Here is an overview of JA, including types and symptoms. This article will also include support tips for families, including school accommodations for children with JA.

Sex and gender terms

Sex and gender exist on spectrums. This article will use the terms “boys” and “girls” to reflect sex assigned at birth in order to accurately reflect language used in source materials.

What are the different types of juvenile arthritis?

There are different types of juvenile arthritis, which vary in severity and symptoms. They include the following. 

Juvenile idiopathic arthritis (JIA)

This is the most common form of JA. Idiopathic means the cause is unknown.

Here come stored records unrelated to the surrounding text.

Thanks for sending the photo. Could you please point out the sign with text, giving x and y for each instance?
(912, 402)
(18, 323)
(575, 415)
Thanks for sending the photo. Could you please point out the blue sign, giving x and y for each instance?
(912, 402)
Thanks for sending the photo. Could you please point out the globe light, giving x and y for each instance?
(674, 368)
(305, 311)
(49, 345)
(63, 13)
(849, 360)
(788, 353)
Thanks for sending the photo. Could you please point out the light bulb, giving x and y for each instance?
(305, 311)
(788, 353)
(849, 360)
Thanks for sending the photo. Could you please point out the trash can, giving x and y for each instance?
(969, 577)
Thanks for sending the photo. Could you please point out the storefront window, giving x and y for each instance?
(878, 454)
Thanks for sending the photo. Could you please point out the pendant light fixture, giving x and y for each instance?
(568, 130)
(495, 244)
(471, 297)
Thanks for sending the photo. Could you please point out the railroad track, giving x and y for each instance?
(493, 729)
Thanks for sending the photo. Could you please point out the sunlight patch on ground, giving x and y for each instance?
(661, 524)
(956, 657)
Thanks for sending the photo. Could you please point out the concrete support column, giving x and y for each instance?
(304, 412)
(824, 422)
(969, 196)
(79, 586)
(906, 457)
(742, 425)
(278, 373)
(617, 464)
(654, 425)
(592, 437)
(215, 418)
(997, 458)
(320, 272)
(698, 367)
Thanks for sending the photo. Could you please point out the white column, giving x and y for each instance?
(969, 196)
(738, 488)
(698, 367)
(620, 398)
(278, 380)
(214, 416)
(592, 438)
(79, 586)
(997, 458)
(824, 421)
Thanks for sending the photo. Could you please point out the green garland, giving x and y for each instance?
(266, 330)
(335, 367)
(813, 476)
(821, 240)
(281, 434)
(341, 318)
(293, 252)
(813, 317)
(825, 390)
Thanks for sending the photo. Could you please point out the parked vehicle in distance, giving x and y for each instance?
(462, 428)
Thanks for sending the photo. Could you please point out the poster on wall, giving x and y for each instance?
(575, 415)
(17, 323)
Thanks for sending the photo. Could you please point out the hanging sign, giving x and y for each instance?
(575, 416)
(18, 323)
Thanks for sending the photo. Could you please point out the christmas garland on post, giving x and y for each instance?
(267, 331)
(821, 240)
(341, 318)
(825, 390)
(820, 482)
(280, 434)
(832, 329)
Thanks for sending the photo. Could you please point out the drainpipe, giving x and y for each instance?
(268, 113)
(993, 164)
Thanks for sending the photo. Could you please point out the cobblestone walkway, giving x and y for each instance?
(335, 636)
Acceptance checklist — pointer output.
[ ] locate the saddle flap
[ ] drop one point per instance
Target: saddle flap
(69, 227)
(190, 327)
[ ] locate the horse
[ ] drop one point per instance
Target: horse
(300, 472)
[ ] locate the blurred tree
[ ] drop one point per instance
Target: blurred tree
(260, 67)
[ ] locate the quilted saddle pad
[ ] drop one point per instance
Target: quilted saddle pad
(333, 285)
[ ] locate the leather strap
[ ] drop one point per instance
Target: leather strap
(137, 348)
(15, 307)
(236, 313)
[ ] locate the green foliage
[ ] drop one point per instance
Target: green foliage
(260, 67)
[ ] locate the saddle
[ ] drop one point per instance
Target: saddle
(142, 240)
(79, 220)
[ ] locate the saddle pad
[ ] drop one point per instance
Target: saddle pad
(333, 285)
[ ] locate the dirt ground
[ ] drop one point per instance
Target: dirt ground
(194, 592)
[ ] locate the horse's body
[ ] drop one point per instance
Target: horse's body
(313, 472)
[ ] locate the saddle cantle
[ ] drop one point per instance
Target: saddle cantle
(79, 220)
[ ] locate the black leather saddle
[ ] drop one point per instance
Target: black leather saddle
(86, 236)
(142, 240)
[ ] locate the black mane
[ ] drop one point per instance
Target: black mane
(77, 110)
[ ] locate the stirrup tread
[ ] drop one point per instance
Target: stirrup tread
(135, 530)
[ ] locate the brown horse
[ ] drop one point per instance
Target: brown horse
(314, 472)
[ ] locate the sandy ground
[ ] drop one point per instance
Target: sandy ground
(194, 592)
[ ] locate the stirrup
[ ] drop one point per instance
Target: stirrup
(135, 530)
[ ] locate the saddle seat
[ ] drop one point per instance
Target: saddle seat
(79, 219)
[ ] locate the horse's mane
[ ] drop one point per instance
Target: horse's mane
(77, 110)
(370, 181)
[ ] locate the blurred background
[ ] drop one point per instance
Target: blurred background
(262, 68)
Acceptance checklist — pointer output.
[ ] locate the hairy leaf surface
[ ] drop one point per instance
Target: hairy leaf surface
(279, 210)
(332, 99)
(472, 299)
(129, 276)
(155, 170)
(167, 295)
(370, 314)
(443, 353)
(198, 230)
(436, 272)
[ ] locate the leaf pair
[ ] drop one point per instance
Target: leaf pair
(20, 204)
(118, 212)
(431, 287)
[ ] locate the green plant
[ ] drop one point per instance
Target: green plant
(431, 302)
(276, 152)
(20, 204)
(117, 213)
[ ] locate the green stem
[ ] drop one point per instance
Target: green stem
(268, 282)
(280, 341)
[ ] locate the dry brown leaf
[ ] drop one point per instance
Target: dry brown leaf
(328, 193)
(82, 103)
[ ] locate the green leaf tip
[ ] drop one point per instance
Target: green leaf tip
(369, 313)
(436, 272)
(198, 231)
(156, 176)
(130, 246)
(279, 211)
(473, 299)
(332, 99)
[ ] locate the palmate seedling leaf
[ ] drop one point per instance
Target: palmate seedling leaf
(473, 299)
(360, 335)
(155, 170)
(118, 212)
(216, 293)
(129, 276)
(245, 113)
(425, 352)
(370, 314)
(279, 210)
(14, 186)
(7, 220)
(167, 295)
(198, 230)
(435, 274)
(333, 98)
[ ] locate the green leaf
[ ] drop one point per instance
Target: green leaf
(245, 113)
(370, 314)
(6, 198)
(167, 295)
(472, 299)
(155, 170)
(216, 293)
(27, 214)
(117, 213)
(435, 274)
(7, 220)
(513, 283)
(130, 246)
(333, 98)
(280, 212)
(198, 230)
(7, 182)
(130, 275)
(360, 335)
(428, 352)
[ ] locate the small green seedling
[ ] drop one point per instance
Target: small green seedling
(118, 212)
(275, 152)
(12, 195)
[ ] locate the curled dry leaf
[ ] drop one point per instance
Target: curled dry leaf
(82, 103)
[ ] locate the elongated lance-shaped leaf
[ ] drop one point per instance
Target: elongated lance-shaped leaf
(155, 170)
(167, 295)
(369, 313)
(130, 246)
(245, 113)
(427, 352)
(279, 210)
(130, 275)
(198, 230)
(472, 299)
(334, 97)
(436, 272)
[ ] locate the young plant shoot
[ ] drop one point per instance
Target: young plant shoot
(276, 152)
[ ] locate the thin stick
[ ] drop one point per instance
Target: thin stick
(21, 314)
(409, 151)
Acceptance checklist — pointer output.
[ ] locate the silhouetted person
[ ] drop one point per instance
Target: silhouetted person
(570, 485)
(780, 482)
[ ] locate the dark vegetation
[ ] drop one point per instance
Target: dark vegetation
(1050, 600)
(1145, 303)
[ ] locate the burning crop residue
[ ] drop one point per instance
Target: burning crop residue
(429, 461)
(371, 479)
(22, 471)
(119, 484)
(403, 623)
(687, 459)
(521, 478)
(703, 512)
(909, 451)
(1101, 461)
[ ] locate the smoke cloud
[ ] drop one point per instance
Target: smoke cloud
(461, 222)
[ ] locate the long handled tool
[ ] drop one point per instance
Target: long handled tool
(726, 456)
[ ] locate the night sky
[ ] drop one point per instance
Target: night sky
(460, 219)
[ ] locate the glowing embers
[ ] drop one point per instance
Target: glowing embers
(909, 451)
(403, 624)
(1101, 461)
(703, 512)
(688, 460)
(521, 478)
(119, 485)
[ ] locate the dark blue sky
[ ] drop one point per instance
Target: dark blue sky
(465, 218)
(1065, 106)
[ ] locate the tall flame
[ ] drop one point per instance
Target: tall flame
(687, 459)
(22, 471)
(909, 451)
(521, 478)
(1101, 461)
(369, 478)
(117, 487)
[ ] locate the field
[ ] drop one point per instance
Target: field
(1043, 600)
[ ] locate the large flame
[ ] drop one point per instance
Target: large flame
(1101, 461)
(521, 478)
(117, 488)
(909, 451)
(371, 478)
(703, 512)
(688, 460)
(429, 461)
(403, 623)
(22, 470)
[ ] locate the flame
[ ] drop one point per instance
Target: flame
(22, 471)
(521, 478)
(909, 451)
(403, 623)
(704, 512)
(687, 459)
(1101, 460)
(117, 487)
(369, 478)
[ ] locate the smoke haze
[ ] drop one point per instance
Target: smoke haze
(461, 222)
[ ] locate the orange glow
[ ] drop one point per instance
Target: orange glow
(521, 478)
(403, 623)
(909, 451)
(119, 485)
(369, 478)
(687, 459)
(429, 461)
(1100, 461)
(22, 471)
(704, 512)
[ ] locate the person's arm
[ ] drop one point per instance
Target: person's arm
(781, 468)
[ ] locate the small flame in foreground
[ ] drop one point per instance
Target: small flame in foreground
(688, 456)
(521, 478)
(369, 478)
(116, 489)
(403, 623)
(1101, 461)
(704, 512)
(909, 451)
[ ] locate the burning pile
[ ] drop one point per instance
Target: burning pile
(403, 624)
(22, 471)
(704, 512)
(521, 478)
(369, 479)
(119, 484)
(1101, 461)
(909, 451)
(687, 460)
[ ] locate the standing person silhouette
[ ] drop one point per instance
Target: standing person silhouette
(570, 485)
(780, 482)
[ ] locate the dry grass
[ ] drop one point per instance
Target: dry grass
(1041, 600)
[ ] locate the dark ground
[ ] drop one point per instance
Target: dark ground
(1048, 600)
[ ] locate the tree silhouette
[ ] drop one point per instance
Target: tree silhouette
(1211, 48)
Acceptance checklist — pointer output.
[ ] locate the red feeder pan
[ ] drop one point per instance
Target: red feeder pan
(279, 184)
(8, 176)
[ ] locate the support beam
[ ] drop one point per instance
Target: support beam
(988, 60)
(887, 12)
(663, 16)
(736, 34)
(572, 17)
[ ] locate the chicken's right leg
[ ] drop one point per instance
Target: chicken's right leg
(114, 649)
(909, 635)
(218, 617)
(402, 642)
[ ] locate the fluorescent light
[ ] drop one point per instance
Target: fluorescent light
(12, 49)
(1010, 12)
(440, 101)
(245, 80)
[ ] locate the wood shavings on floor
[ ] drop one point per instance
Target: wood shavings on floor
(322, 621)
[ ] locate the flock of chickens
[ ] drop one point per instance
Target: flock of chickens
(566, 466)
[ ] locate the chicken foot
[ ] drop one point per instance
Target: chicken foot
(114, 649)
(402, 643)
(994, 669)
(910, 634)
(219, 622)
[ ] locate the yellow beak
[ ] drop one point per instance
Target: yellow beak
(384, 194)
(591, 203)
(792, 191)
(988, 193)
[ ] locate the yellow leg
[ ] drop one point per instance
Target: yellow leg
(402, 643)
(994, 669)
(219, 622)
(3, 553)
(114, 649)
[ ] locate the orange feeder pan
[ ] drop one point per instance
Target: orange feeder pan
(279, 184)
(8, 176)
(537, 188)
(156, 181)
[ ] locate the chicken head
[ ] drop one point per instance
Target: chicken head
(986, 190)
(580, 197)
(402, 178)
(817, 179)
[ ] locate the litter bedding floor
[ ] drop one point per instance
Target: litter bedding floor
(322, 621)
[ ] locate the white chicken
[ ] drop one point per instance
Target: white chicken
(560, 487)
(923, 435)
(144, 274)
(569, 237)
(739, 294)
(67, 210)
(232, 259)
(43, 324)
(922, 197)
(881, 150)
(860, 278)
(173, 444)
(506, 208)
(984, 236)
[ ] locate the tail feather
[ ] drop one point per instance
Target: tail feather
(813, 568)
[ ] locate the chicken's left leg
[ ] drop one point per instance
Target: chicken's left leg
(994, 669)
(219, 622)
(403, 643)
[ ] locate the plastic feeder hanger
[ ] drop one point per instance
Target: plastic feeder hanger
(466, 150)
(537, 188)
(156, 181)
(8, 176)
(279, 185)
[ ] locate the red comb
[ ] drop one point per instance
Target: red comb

There are six subtypes of JIA:

  • Oligoarthritis is the most common type of JIA, accounting for up to 70% of all JIA cases in children from birth to 6 years. It affects up to four joints and can progress to other joints.
  • Polyarthritis affects five or more joints within the first 6 months of the condition. About 25% of children with JIA have the polyarthritic type.
  • Systemic arthritis is the most severe type of JIA. It affects multiple areas of the body, including internal organs.
  • Enthesitis-related arthritis affects the entheses, which are the areas where tendons, ligaments, and muscles connect to bones. This type is more common in boys.
  • Juvenile psoriatic arthritis is a type of arthritis that can occur in children with psoriasis. Psoriasis is an autoimmune condition that causes scaly patches to appear on the skin.
  • Undifferentiated arthritis describes when a child has several of the above signs and symptoms without matching specifically to one subtype.

Other types

Other forms of juvenile arthritis, most of which are rare, include:

  • Juvenile lupus: This causes inflammation and potential damage to skin, joints, kidneys, nervous system, heart, and lungs.
  • Juvenile vasculitis: This causes inflammation of the walls of blood vessels.
  • Juvenile myositis: This causes muscle weakness and skin rash.
  • Juvenile scleroderma: This causes hardening and tightening of the skin, as well as fibrous changes in the internal organs.
  • Fibromyalgia: This causes musculoskeletal pain, fatigue, and sleep disturbance.

What are the symptoms of juvenile arthritis?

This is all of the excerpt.